A la fois île et ville, terre d’histoire et de passions, Ambon est surtout la capitale des Moluques, un archipel un peu oublié, perdu entre le sud des Philippines, Sulawesi, les petites îles de la Sonde et Papua. La cité d’Ambon, jadis placée au cœur de la route coloniale et maritime des épices, n’est même plus, depuis déjà une quinzaine d’années, sur la route du tourisme en Indonésie. La cause ? Des émeutes communautaires et des conflits interreligieux, sporadiques mais violents, qui ont miné l’économie de l’île en même temps que le moral des habitants. Ces dernières années pourtant, à quelques rares exceptions près – comme hélas récemment à la mi-mai 2012 – tout le sud de l’archipel (comprenant les deux provinces de Centre et de Sud Moluques) connaît un véritable retour au calme, perceptible depuis 2004 notamment.
L’activité économique et la vie en général reprennent (presque) leur cours normal, et le secteur touristique tente dans ce contexte de renouer avec les affaires. Délicate mission car l’image internationale des Moluques reste fortement entachée du conflit religieux opposant chrétiens et musulmans en 1999-2002 et faisant des milliers de morts. Tourner la page est essentiel et les Moluquois essaient de le faire en dépit des difficultés chroniques. Ici, c’est une brève découverte d’Ambon à laquelle le lecteur sera convié, ce qui lui donnera peut-être l’envie un jour de se plonger dans ses riches cultures de la diversité et bien sûr dans ses eaux claires qui bordent un magnifique océan et un littoral encore préservé, jalonné de plages immaculées… Le malheur des Moluquois peut aussi faire le bonheur du voyageur qui, ici, se retrouve bien seul, loin des hordes touristiques sur d’autres petites îles…

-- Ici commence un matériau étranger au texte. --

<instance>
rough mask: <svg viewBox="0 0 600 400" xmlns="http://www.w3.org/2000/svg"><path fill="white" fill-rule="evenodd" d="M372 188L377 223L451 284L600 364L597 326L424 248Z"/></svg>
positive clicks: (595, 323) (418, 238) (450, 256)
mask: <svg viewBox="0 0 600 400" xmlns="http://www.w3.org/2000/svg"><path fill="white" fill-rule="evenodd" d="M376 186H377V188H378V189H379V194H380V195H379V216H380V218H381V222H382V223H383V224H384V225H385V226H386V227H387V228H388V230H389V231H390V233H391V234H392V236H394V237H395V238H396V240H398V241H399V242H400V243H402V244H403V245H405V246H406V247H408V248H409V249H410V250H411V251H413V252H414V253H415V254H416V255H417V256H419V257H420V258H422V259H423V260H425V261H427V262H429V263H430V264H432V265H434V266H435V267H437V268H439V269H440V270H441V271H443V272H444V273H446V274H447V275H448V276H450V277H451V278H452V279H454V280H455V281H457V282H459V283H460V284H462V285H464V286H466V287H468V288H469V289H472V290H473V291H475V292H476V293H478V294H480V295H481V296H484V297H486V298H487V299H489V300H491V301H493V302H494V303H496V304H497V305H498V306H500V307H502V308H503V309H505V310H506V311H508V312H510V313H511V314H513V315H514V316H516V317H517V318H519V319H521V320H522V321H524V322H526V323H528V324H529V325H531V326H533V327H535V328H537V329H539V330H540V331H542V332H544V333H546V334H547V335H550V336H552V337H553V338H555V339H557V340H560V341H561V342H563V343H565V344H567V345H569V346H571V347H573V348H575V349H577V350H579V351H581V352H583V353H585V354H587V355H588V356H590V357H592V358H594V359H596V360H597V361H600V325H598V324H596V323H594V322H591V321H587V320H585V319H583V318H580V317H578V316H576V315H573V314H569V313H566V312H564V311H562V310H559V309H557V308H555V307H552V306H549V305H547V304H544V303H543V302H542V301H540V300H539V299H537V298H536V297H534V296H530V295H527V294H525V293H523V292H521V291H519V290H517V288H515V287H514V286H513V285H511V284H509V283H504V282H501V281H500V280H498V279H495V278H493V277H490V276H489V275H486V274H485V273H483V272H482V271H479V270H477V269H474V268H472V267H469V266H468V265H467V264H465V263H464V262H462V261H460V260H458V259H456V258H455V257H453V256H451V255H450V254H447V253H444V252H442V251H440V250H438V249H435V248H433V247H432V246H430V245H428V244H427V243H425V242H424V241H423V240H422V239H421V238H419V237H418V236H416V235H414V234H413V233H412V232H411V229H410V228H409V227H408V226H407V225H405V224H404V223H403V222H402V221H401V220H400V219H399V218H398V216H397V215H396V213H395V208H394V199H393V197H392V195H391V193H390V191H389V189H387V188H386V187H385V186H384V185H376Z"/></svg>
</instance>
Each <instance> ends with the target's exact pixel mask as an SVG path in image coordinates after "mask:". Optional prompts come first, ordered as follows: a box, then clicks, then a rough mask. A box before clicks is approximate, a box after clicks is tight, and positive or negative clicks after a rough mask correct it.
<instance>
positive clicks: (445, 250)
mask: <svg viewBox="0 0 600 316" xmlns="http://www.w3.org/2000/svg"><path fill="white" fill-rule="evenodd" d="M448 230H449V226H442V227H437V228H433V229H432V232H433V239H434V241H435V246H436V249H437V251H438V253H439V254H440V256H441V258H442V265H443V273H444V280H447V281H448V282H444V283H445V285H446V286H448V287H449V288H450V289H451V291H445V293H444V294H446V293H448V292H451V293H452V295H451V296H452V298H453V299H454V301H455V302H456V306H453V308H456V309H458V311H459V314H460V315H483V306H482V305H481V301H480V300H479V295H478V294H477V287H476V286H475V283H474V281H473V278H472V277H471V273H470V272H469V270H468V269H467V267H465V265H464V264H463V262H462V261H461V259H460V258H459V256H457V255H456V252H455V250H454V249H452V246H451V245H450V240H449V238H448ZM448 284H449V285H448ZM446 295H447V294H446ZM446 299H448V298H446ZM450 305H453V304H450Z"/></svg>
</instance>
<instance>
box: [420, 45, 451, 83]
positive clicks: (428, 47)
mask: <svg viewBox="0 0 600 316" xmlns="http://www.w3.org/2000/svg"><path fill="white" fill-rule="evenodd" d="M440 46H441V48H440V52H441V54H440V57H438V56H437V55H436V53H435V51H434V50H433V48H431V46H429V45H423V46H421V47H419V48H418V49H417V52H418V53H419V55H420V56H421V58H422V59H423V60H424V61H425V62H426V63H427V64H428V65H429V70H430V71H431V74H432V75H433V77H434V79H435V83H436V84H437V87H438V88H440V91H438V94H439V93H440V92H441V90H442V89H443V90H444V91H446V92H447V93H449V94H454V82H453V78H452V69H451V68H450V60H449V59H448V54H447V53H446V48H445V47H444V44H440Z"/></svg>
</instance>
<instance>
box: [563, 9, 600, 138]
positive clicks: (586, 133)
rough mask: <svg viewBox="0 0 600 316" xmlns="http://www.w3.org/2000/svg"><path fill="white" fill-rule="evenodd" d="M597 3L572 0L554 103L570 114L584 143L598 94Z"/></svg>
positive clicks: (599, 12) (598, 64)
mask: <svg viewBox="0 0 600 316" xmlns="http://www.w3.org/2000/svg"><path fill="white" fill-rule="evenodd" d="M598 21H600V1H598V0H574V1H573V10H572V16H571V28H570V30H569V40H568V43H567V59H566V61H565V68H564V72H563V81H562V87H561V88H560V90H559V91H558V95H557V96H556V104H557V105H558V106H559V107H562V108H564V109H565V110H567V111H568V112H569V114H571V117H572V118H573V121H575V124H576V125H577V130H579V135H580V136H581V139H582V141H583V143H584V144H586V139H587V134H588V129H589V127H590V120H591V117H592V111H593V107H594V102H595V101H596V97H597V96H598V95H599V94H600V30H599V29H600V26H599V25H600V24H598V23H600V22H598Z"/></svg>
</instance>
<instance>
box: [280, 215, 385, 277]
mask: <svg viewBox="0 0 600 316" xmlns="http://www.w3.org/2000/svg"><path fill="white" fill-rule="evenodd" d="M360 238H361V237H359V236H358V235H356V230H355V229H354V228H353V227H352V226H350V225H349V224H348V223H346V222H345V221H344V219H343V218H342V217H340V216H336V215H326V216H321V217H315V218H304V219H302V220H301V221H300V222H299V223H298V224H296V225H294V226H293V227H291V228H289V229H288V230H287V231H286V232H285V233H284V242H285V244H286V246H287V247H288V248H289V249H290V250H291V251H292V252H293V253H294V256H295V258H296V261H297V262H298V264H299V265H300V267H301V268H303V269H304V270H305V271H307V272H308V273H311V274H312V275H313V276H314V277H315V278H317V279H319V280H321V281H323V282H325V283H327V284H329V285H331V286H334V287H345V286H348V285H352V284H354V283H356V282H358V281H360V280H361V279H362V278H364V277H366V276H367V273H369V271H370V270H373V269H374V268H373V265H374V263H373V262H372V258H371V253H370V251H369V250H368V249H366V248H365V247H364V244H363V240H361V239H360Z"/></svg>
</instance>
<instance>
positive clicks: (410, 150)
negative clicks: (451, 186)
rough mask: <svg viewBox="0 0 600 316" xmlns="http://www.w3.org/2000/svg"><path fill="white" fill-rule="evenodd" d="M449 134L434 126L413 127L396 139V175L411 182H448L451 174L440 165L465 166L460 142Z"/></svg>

Deux cartes d’Ambon pour situer la capitale et les villages autour ainsi que le relief de l’île
En route donc pour un petit tour d’horizon d’Ambon, de la ville à l’île… Avec environ 340.000 habitants en 2012, la ville d’Ambon est d’abord un port et la capitale régionale des Moluques. Desservie par un aéroport moderne, l’ancienne cité d’Amboine possède aussi une université d’Etat (Universitas Pattimura) et une université d’obédience chrétienne (UKIM) et un établissement universitaire privé protestant. Durant le terrible conflit de 1999-2002, ces deux dernières universités ont été considérablement endommagées. Ambon constitue pour les visiteurs un parfait point d’ancrage pour explorer le reste de l’archipel des Moluques.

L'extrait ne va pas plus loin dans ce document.